Pemerintah dan perusahaan besar kerap melakukan pembelian studi penelitian dari universitas-universitas tersebut. Hal ini membuat data sensitif yang mereka miliki sangat berharga bagi para pelaku kejahatan siber.
Dengan mengakses akun siswa atau karyawan, penjahat siber tidak hanya dapat mengakses informasi pribadi korbannya, tetapi juga rencana pendidikan, informasi pembayaran, dan jadwal kelas.
Namun Svistunova menyebut kemajuan tersebut juga dibarengi dengan meningkatnya potensi serangan siber.

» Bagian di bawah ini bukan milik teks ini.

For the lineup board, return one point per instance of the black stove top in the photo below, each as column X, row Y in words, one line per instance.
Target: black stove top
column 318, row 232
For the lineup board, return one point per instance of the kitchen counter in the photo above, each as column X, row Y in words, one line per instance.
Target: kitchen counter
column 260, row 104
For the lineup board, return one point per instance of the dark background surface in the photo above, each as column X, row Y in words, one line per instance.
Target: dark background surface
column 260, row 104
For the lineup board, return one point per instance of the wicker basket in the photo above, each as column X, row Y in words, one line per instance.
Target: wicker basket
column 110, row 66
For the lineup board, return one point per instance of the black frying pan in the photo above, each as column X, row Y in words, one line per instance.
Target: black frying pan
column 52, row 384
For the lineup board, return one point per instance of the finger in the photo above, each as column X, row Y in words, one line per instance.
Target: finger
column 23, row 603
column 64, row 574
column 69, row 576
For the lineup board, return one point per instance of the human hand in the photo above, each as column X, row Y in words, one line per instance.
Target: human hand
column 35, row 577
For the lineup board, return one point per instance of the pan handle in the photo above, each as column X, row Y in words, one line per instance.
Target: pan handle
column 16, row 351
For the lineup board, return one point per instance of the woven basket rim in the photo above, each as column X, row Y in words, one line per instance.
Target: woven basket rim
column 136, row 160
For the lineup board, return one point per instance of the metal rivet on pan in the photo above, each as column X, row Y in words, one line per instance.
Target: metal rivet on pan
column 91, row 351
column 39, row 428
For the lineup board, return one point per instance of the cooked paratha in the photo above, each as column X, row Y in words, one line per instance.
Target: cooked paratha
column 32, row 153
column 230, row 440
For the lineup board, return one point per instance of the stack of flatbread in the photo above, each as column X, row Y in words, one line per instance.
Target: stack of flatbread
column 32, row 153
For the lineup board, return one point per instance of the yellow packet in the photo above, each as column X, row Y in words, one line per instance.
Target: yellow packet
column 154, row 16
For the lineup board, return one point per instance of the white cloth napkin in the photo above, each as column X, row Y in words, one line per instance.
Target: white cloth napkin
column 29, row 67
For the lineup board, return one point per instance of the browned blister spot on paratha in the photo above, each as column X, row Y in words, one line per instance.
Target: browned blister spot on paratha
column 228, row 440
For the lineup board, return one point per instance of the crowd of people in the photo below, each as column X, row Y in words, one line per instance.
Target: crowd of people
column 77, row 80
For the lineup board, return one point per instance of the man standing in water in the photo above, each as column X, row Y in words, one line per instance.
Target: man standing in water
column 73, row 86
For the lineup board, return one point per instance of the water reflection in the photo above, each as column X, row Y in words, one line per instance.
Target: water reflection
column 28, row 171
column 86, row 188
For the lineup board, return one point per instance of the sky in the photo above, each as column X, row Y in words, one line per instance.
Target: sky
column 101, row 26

“Ini juga memperluas spektrum ancaman yang dihadapi siswa. Para pelaku kejahatan siber dapat memikat siswa untuk memberikan kredensial pribadi mereka untuk mengakses data yang tidak hanya berisi keahlian unik tetapi juga informasi pribadi dan berpotensi membahayakan,” pungkasnya.
Di sisi lain, Kaspersky merekomendasikan beberapa cara agar pengguna internet tidak menjadi korban phising yang menyasar situs universitas. Pertama, ada baiknya pengguna memeriksa tautan sebelum mengklik.
Kemudian, arahkan kursor ke alamat web untuk melihat pratinjau URL. Hal itu dimaksudkan untuk mencari kesalahan ejaan atau ketidakteraturan lainnya. Kedua, pengguna bisa menerapkan fitur otentikasi dua faktor untuk informasi terkait catatan siswa, nilai, dan penliaian.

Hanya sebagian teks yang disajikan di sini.